Tony Nominee Michelle Wilson Talks About ‘Sweat,’ Life and Passions

 

 

By Sandi Durell

 

 

Michelle Wilson plays the pivotal role of Cynthia in the multi-award nominated Broadway show Sweat written by 2017 Pulitzer Prize Winner, Lynn Nottage. It’s an intense, and timely, ensemble play about working class families and friends, each under pressure from eroding factory jobs facing uncertain economic futures.

Congratulations Sweat’ on their 2017 Tony Nomination for Best Play and to Michelle Wilson for her Tony Nomination for Best Performance by an Actress in a Featured Role in a Play!

Speaking with Michelle was illuminating on many levels.

 

Photo: Joan Marcus

 

 

SD: What was your reaction when you read the script?

MW: I was in Detroit at the time, performing in Detroit ’67 and it haunted me from the start. I’m from Detroit, a workers town of the disenfranchised, so it was very familiar. Dominique Morisseau (friend and playwright Detroit ’67) and Lynn (Nottage) said the pieces are in conversation with each other. Factories shutting down and doing what you have to do, being totally stripped . . . very familiar to me.

 

SD: What are the challenges of the role?

MW: The role is very challenging, the stakes are familiar, the play is so dense. The surprise is Lynn’s compassion. In rehearsal you felt you got to the tip of something, but Kate Whoriskey (director) is so specific and just kept pushing. What’s wonderful about the ensemble is that you’re never done; every night there’s something different taking you in a new direction. Generous ensemble . . . never done playing.

 

SD: What was you reaction when you found out about the transfer from the Public Theater to Broadway?

MW: It’s so different in that it’s rare to work on something, get it in your bones, get to walk away for a while and come back fresh. You get to walk down the street, figure something else out, go back into rehearsal and say “I got it, I got it!”

 

SD: Sounds like maybe you didn’t have a lot of fun . . .
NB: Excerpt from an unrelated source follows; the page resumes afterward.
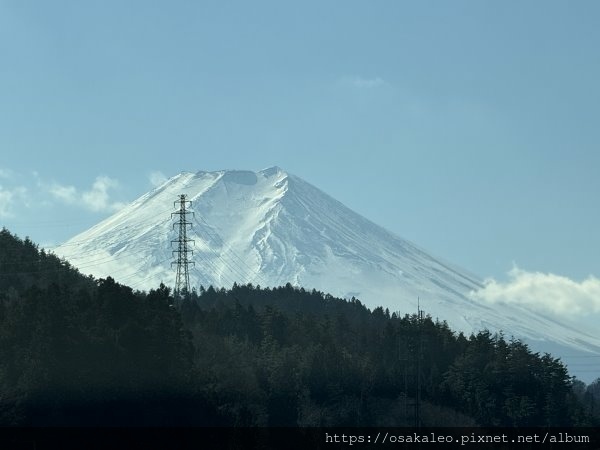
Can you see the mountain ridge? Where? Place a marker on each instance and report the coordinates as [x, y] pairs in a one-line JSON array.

MW: We did have fun in rehearsal, generous fun, but all very intense. There’s so much love and support, everyone wants you to do well. At the Public we’d come out after a performance laughing, bawdy, irreverent . . . audiences are shook but we’d have to take a breath and honor where they were because we were just fine. We can turn to each other for refuge. We never have to fall out of love with each other. The audience doesn’t have that.

 

SD: Let’s talk about backstage stories – anything on or off stage you can share?
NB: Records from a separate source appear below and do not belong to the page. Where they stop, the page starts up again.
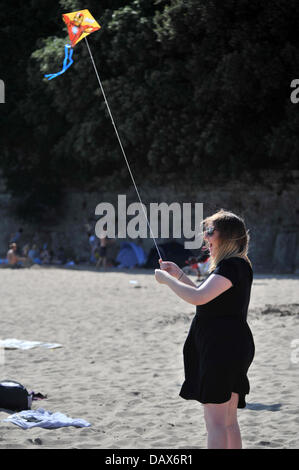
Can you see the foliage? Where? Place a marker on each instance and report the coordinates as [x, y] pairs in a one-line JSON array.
[[198, 89]]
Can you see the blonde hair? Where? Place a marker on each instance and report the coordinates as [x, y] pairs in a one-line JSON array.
[[233, 236]]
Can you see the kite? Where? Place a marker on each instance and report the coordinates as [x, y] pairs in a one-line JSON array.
[[79, 25]]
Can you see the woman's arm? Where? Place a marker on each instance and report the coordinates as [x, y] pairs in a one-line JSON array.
[[214, 286], [174, 270]]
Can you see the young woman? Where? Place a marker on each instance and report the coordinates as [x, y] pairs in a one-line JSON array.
[[219, 347]]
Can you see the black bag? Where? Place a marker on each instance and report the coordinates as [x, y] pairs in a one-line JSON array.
[[14, 396]]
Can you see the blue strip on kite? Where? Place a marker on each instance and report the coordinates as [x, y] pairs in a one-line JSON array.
[[68, 53]]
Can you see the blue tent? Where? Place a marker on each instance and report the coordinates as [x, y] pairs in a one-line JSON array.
[[130, 255]]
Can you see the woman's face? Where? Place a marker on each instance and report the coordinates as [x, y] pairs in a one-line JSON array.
[[211, 235]]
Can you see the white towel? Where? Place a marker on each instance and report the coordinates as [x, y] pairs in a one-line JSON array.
[[44, 419], [12, 343]]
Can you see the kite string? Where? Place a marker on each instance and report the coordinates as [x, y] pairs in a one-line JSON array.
[[120, 144]]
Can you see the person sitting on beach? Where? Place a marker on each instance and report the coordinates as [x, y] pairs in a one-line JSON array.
[[12, 258], [45, 255], [33, 253], [102, 261]]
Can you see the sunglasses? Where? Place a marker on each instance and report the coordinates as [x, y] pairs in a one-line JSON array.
[[209, 231]]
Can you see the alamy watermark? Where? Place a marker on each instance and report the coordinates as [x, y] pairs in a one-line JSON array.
[[2, 92], [146, 223]]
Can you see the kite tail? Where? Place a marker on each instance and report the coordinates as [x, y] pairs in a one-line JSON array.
[[68, 53]]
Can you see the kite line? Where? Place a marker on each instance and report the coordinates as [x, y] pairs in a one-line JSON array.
[[121, 145]]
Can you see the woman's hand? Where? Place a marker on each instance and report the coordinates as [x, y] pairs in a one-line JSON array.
[[161, 276], [171, 268]]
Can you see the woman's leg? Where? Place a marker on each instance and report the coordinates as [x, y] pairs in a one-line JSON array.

MW: What can I tell you? I’m always marveling at the company and how they extend themselves. One night I’m choking on stage during a big fight scene and someone comes up and brings me a beer and says “Drink.” People just take care of you and each other.

 

SD: What about pre show rituals?

MW: I go out on stage and walk it, look at all the seats in the audience and say a little chant. I need to connect with the space.

 

SD: Any role models, mentors?

MW: I’m a single mom and my daughter is in her first year at Smith studying neuroscience. It’s the community that has saved me; friends like Dominique. She would do readings in her living room and invite me to participate. It’s the community of artists who are my role models – people who are passionate and ambitious.

 

SD: Anyone in your family involved in theater?
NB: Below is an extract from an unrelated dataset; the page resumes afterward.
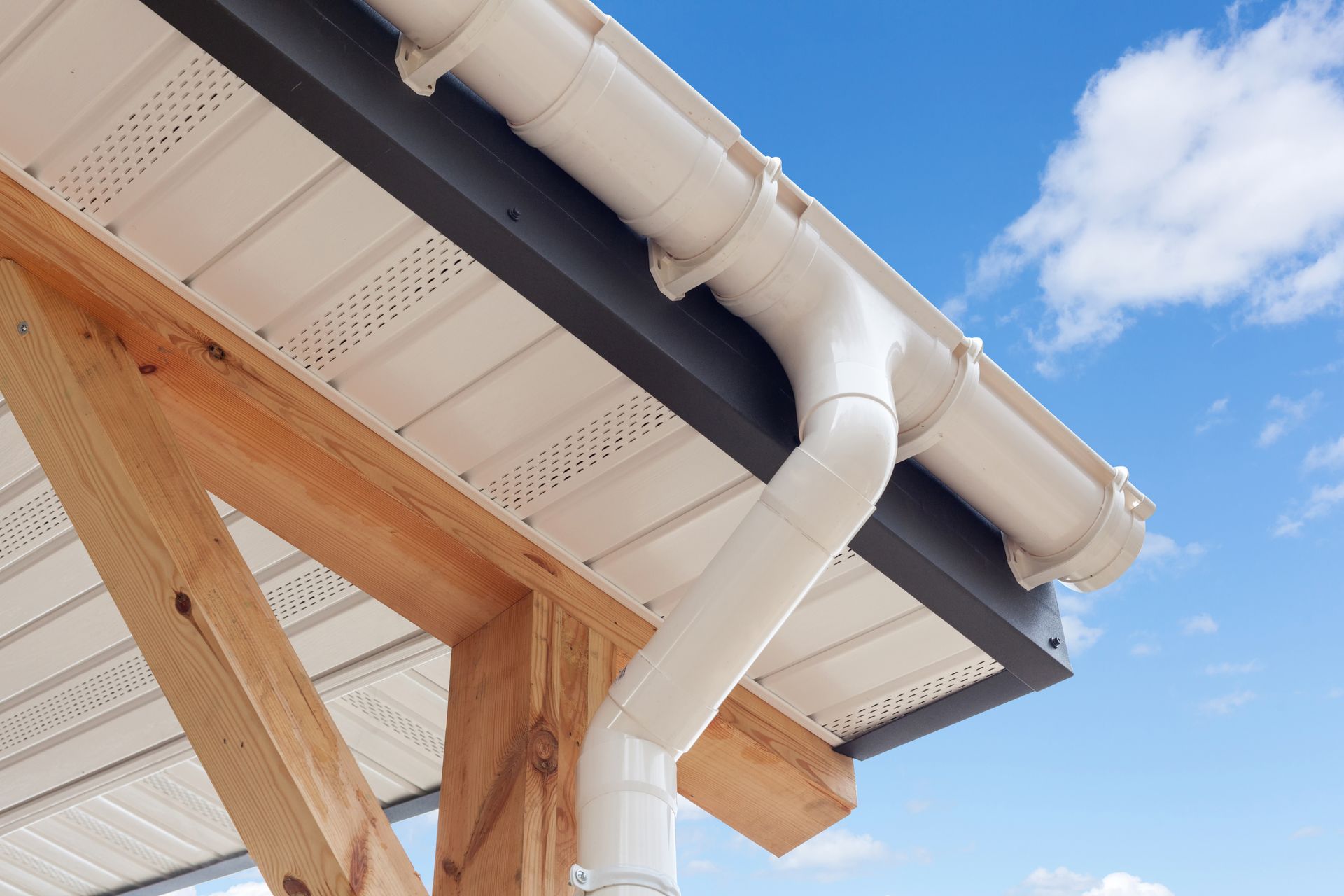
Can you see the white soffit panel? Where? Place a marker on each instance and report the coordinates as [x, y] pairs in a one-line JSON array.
[[191, 171]]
MW: Well, my mom was a dancer in high school! She married young, had a baby but told me, when I was dancing to Lola Falana on TV, “you can do anything you want.” She really planted the seed.

 

SD: Is there a role you’d like to play?

MW: Any roles by the new generation of women writers – Katori Hall, Dominique Morriseau . . . all my friends . .  anything they write and I can explore. So many stories to be told.

 

SD: What about hobbies?

MW: I love to cook, at least once a week, even without my baby at home. Lots of cheese frittatas. It also depends on the season; pies, casseroles, one pot wonders! Now it’s salad days.

 

SD: If you weren’t an actor, what might you be doing?

MW: I’d be an activist, an advocate for social justice. My art is my politics. I’m honored to share the experiences of Sweat every night with audiences. I think we should have a talk back every night. I get as much out of it as they do!

 

SD: Thank you, Michelle. A great pleasure speaking with you.